Centurion's plans call for 2,300 apartments, 300 senior living units, 500 homes, a hotel, restaurants and shops. The plans include parks, two hiking trails and a one-and-a-half acre lagoon.

"It's going to have a real feel of a village to it as you come in," Moayedi said. "You don't see many cars, they go underneath and park and people come up."

Moayedi said this section of Plano near Highway 75 and Plano Parkway has been overlooked -- despite the job growth in Collin County -- with several corporate headquarters setting up in and near Plano.

"I think the time is now for that area because of all the job creation," Moayedi said.

"We are hoping the redevelopment of the mall itself will impact the surrounding property," said Plano's planning director Christina Day. "The health of the mall will bring traffic, and the draw of the additional patrons should have a positive economic impact throughout the corridor."
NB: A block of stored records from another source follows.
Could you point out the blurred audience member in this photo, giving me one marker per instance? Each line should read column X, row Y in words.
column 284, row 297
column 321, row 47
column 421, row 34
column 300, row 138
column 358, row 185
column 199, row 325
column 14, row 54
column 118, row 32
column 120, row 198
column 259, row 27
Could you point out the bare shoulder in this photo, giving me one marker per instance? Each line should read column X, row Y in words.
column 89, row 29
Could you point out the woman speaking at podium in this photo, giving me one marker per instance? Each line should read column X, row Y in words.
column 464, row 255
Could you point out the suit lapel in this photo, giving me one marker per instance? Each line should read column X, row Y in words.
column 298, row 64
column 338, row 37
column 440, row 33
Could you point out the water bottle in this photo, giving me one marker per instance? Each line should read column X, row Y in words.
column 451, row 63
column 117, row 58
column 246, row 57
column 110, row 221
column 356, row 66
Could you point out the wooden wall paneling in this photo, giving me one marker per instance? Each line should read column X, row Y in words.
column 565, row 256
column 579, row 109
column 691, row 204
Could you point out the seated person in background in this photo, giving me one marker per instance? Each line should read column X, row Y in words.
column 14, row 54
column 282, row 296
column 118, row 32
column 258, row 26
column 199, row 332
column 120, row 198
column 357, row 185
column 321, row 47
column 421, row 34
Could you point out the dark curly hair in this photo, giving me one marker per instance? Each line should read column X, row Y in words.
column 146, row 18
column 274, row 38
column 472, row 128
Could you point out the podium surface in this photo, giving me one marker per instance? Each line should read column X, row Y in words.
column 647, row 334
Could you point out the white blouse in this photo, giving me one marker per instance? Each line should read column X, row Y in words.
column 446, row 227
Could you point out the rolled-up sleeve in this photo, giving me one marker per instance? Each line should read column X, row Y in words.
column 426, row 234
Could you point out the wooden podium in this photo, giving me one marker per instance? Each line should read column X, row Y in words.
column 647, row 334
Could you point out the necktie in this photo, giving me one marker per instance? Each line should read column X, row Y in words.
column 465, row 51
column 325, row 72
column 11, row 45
Jim Cooper, president of the nearby Pittman Creek Estates HOA, said he and other HOAs surveyed home owners in the Dallas North Estates neighborhood and Canyon Creek in Richardson. Out of 129 responses, Cooper said 81.5 percent were in favor of the development.

Others, said Cooper, were either neutral or opposed. Those in opposition expressed concerns about apartment density, overloading local schools with new students and traffic in the area.

"We can't pretend to know all of the answers, we just think this is directionally correct," Shank said.

"What we want is a prime property there," he added. "Nicely developed that will bring in some good tax revenue to support our base here and it only makes sense -- it's just going to a waste right now."